The San Carlos Police Department is mostly empty. A display case stands in the reception area, filled with memorabilia from the department’s past. There are gold and silver badges that date to its founding in the 1920s and a bygone-era identification kit depicting a shifty-eyed, Fedora-wearing perp.
A few doors away, Greg Rothaus sits at his desk, the last police chief of a department that is becoming an artifact itself.
San Carlos city officials decided in March to move towards outsourcing police services to the San Mateo County Sheriff’s Department, a cost-savings strategy approved on Sept. 2. The shift, which takes effect today, put Rothaus in charge of managing officers and other staff suddenly worried about losing their jobs.
“It’s hard on the employees,” he said recently. “It’s hard for me to see it be hard on the employees. … It can get very difficult and stressful at times. And it doesn’t happen overnight, so you live this situation for a year.”
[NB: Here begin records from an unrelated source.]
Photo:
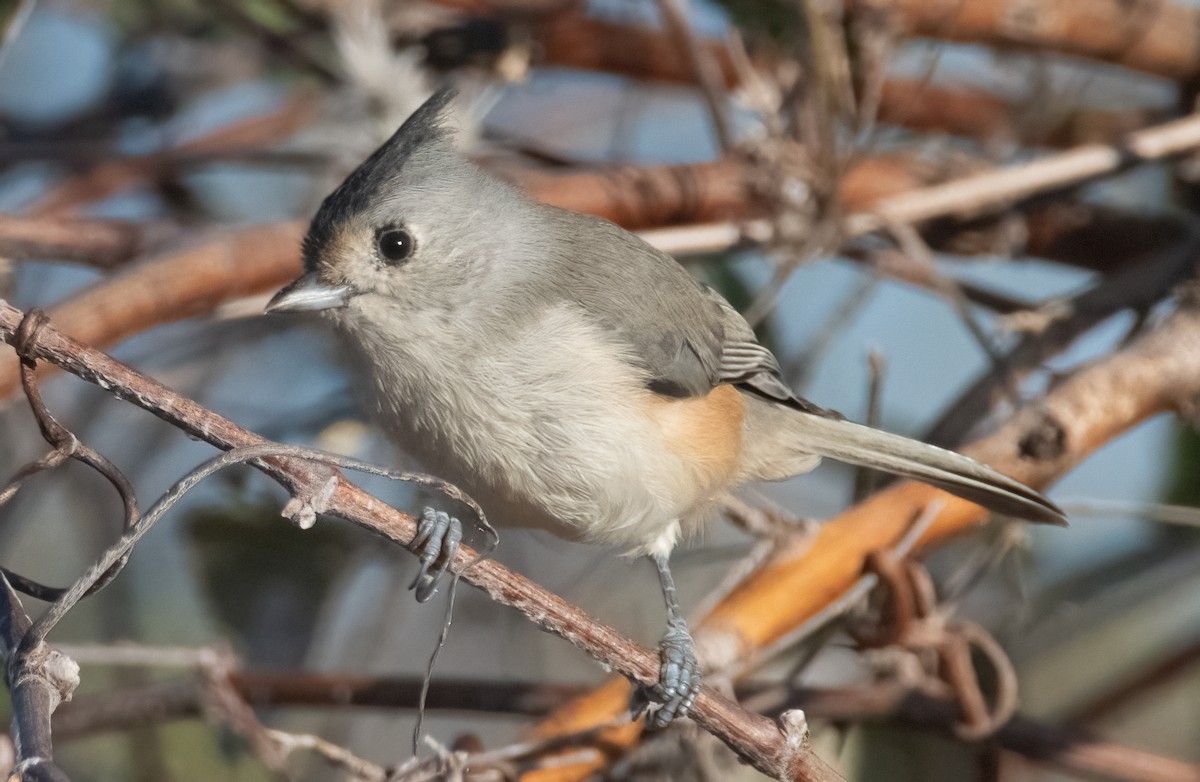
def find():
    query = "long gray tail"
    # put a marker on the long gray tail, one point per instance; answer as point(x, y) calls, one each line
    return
point(862, 445)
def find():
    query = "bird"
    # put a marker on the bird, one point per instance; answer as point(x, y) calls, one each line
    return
point(565, 373)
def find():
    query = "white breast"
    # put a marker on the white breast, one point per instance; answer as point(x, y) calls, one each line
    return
point(547, 428)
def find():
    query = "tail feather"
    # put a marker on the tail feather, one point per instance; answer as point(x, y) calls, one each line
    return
point(960, 475)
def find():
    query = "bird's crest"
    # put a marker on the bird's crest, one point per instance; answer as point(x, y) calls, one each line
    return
point(423, 127)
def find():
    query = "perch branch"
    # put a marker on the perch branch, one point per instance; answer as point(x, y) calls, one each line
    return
point(762, 743)
point(1157, 373)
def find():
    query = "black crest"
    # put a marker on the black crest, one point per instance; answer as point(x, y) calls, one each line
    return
point(355, 194)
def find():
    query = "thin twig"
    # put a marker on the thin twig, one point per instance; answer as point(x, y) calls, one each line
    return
point(767, 746)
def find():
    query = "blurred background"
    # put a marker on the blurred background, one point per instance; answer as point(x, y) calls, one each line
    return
point(159, 161)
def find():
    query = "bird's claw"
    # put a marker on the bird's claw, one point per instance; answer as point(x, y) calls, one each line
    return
point(679, 678)
point(437, 540)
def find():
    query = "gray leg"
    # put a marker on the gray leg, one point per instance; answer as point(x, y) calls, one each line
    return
point(436, 543)
point(679, 671)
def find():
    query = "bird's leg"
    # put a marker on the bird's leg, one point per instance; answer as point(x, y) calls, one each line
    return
point(437, 540)
point(678, 671)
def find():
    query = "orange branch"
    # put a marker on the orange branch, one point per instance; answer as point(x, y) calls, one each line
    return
point(1159, 372)
point(1153, 36)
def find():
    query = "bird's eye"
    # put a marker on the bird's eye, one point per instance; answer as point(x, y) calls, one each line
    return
point(395, 244)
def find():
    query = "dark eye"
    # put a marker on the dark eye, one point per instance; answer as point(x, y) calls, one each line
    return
point(395, 244)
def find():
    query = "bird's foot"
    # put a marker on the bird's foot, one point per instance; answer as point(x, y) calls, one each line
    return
point(436, 543)
point(679, 677)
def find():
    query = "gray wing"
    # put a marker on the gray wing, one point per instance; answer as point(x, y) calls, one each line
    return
point(683, 334)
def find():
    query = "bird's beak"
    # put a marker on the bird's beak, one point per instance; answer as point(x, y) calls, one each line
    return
point(309, 294)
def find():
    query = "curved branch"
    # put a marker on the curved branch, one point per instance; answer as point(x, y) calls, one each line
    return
point(769, 747)
point(1158, 373)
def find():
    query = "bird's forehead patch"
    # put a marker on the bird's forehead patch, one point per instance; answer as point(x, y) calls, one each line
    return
point(330, 251)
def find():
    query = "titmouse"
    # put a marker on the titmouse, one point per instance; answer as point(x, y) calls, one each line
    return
point(565, 373)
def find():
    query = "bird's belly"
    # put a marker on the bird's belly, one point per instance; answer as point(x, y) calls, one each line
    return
point(567, 440)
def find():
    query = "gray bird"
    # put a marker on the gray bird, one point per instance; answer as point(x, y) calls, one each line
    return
point(565, 373)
His experience managing the cash-strapped department for more than five years had prepared him to handle the crisis. “We were just getting cut, cut, cut, every year I’ve been a police chief here,” he said. “My job has been disassembling this place, piece by piece, and we got to the point where we were the lowest-staffed department on the Peninsula per capita, and one of the lowest paid.”
Rothaus’s approach was to emphasize building trust with employees. Even while being kept “out of the loop” as the city negotiated with the sheriff’s department, he maintained communication with his officers and staff, listened to their concerns and reached out to the community. In the end, all of his employees kept their jobs; the San Carlos officers are scheduled to be sworn in as sheriff’s deputies at 11 a.m. Monday.
Officer Ed Estrada said Rothaus’s ability to keep the department together during the uncertainty was no small feat.
“I’ve worked for one sheriff and five other chiefs, and this guy did a real good job of keeping everybody informed,” Estrada said. “There are some administrators that really leave you in the dark.”
Rothaus, by contrast, “put out emails, he left his door open for questions. Anyone could walk in,” Estrada said. “As the information came up, and things were explained, people started feeling like the sheriff was trying to give us a good deal, and they got on board.”
From the perspective of city administrators, it wasn’t only a matter of what Rothaus did that defined his role in the transition; it was also what he didn’t do. Recently appointed Interim City Manager Jeff Maltbie, who took part in negotiations with the sheriff’s office as the city’s administrative services director, said someone in Rothaus’s position could have found ways to oppose the move — and might have had a motive to do so.
“He didn’t know what was going to happen with him until the very, very end,” Maltbie said. “Greg’s got a family and a career, and it can be very difficult to put the city before those things. … Imagine if you were head of the police department. He’s got no desire to be the last chief of police in San Carlos.”
Rothaus acknowledged feeling personally conflicted about his final duty as police chief. But he said those reservations had little to do with his career interests. “We can be parochial in this institution and not want to change,” he said. “It’s hard to do that on a personal level.”
He said his calm approach came from a belief that a more regional policing model is necessary, a view informed by his experience gutting San Carlos’s law-enforcement programs just to stay afloat.
“When I started here we had a great DARE program, we had a police activities league, we had full-time dedicated traffic officers, we did child safety-seat inspections. After five years of cuts we don’t have that anymore,” he said. “I know in my head why the city is doing this, and as much as it is painful, it is a decision they needed to make … My sense is this may be necessary.”
After 11 years of budget problems, San Carlos was facing a moment of truth; with a $3.5 million deficit for fiscal year 2009-10, it could no longer afford its police department. The city’s last effort to raise revenues, the half-cent sales tax increase “Measure U,” had failed at the ballot box in 2009. The only way forward, city officials concluded early this year, was to pursue a major shift in providing services: outsourcing parks, law enforcement, and possibly even fire protection.
For Rothaus, that meant the history of San Carlos’s police department would end under his watch.
He has come to believe that the community will benefit, with nearly $2 million in projected savings to the city per year, the same level of enforcement promised, and the likely restoration of services previously cut to save money. He makes sure also to point out that cities in Southern California have contracted with larger agencies for law enforcement.
“We have an $8 to $9 million budget for policing San Carlos, and now that we’re going to the sheriff we’re cutting that budget by 22 percent, and we’re fielding the same number of people,” he said. “I believe the Sheriff’s Office is a great department that will keep us just as safe.”
Still, after years of service that ultimately led him to lead the law enforcement efforts of an entire city, Rothaus said presiding over the department’s final days felt like ending a tradition.
“It’s hard to be the one who finally turns out the lights and shuts the door,” he said.